The slower service comes after a major shift in the coffee shop's labor strategy that has basically cut short employees' hours and shifts, writes Venessa Wong from Buzzfeed. Since May, the site reports that the number of work hours assigned to all stores has fallen below what they have traditionally offered. 

Starbucks uses a software system called Global Labor Scheduling (GLS) to determine how many work hours a store needs based on projected transactions for that day. However, Buzzfeed reports that the software has amended the number of hours it allocates, even when the number of projected transactions remains the same. For example, for an estimated 800 transactions GLS used to assign a store 70 hours of labor, but in recent months that same estimate tracks only 65 hours.

The coffee giant has denied any changes to its labor policies and claims it only asks managers to handle staffing "in accordance with what they each need," Jaime Riley, a spokesperson, told Buzzfeed. 

Starbucks employees--or partners, in the company's lingo--have started an online petition arguing against the labor cuts. So far it has over 15,000 signatures. 

News of the labor cuts comes after Starbucks announced disappointing third quarter results. Sales grew just 4 percent in the quarter, well below the 5.6 percent analysts had forecast. Overall, however, Starbucks reported a profit of $754 million, above last year's $626.7 million figure for the same period. 

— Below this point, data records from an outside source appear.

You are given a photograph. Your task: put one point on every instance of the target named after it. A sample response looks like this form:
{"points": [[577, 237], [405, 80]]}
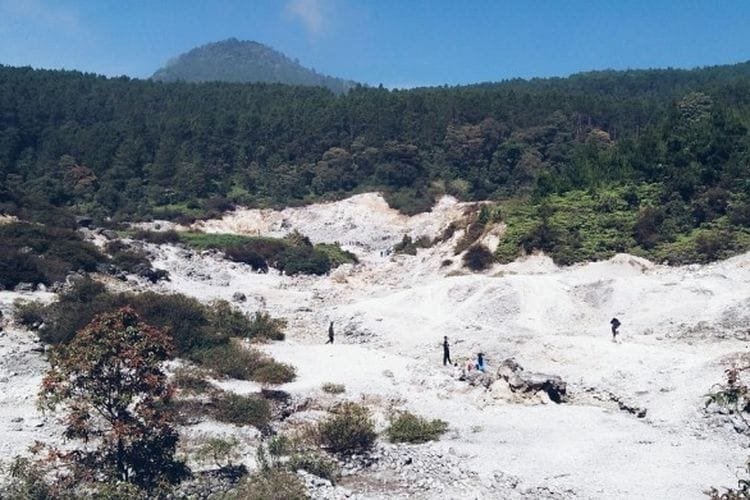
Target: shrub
{"points": [[95, 379], [332, 388], [230, 360], [29, 314], [409, 247], [266, 327], [303, 260], [192, 381], [349, 429], [406, 427], [269, 484], [336, 256], [34, 253], [272, 372], [409, 201], [227, 321], [235, 361], [316, 464], [245, 254], [128, 259], [242, 410], [157, 237], [405, 246], [478, 258], [186, 319], [218, 451]]}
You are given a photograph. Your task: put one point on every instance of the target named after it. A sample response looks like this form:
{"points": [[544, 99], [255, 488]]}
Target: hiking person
{"points": [[446, 352], [330, 333], [480, 363], [615, 325]]}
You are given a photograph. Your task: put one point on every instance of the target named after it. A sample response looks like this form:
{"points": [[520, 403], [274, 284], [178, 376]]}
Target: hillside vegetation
{"points": [[654, 162]]}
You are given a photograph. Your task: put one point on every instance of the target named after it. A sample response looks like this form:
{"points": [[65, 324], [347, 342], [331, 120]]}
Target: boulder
{"points": [[530, 383]]}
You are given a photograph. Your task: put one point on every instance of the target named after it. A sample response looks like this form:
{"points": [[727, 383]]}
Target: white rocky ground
{"points": [[681, 328]]}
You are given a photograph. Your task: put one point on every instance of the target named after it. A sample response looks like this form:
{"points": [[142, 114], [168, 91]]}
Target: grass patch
{"points": [[332, 388], [34, 253], [205, 334], [269, 484], [235, 361], [293, 254], [316, 464], [406, 427], [157, 237], [242, 410], [349, 429], [192, 381]]}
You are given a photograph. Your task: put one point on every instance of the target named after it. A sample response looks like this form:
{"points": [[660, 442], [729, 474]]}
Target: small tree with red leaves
{"points": [[115, 398]]}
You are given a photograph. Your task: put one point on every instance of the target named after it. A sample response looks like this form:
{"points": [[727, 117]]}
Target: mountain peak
{"points": [[244, 61]]}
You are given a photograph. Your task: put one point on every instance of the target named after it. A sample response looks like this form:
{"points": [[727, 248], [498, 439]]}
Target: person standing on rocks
{"points": [[446, 352], [480, 365], [615, 325], [330, 333]]}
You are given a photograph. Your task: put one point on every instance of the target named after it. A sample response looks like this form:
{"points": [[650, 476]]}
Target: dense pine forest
{"points": [[652, 162]]}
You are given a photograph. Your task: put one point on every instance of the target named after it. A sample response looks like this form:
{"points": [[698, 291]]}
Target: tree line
{"points": [[124, 148]]}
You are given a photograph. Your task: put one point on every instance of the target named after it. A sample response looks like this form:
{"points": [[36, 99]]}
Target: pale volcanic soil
{"points": [[681, 327]]}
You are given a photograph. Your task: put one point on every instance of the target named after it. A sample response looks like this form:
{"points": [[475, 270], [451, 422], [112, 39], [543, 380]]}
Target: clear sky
{"points": [[399, 43]]}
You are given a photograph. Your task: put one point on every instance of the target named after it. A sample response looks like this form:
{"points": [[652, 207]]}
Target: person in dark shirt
{"points": [[330, 333], [446, 352], [615, 325]]}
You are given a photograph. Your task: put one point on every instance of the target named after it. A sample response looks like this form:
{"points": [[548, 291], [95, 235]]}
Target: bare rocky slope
{"points": [[632, 426]]}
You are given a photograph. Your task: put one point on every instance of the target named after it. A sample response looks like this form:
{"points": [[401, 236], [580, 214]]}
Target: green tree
{"points": [[115, 398]]}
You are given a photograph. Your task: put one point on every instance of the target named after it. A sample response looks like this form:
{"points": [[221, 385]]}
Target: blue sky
{"points": [[397, 43]]}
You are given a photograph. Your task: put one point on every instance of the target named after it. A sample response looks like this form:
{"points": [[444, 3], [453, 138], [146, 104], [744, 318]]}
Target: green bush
{"points": [[303, 260], [264, 326], [409, 201], [269, 484], [293, 254], [230, 360], [126, 258], [316, 464], [218, 451], [332, 388], [336, 256], [242, 410], [409, 247], [29, 314], [272, 372], [157, 237], [478, 257], [185, 318], [192, 381], [246, 255], [406, 427], [235, 361], [227, 321], [349, 429], [33, 253]]}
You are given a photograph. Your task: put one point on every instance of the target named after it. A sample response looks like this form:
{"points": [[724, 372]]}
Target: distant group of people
{"points": [[479, 364]]}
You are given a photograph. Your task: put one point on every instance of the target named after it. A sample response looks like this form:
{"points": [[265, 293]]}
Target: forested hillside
{"points": [[239, 61], [653, 162]]}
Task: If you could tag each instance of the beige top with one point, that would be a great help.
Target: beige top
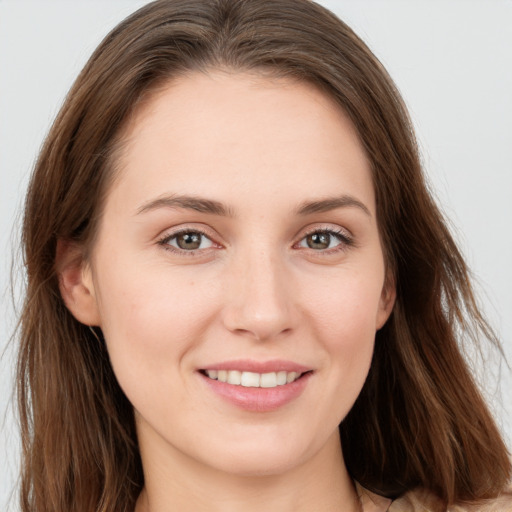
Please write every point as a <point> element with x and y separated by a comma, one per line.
<point>422,501</point>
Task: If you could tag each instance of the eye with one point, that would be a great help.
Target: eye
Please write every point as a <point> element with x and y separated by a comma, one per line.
<point>189,240</point>
<point>322,240</point>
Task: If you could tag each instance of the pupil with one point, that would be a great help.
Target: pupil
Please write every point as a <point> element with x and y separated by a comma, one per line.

The company also issued a pay raise for its workers in early July. Instead of receiving their annual raise in January, like they usually do, partners will get it this October. Moreover, last week Starbucks also announced changes to its dress code. Baristas will now be able dye their hair and wear colorful clothes underneath the signature green aprons--moving away from the black, white or khaki only rule.

As a side note, Starbucks revealed an organizational change earlier this week. Cliff Burrows, who was the group president for the United States and Americas, will now assume the role of group president of a new division dubbed "Siren Retail." In the press release, the Seattle coffee chain said it would focus on an overall long-term strategy and innovation and that its plan "does not embrace the status quo."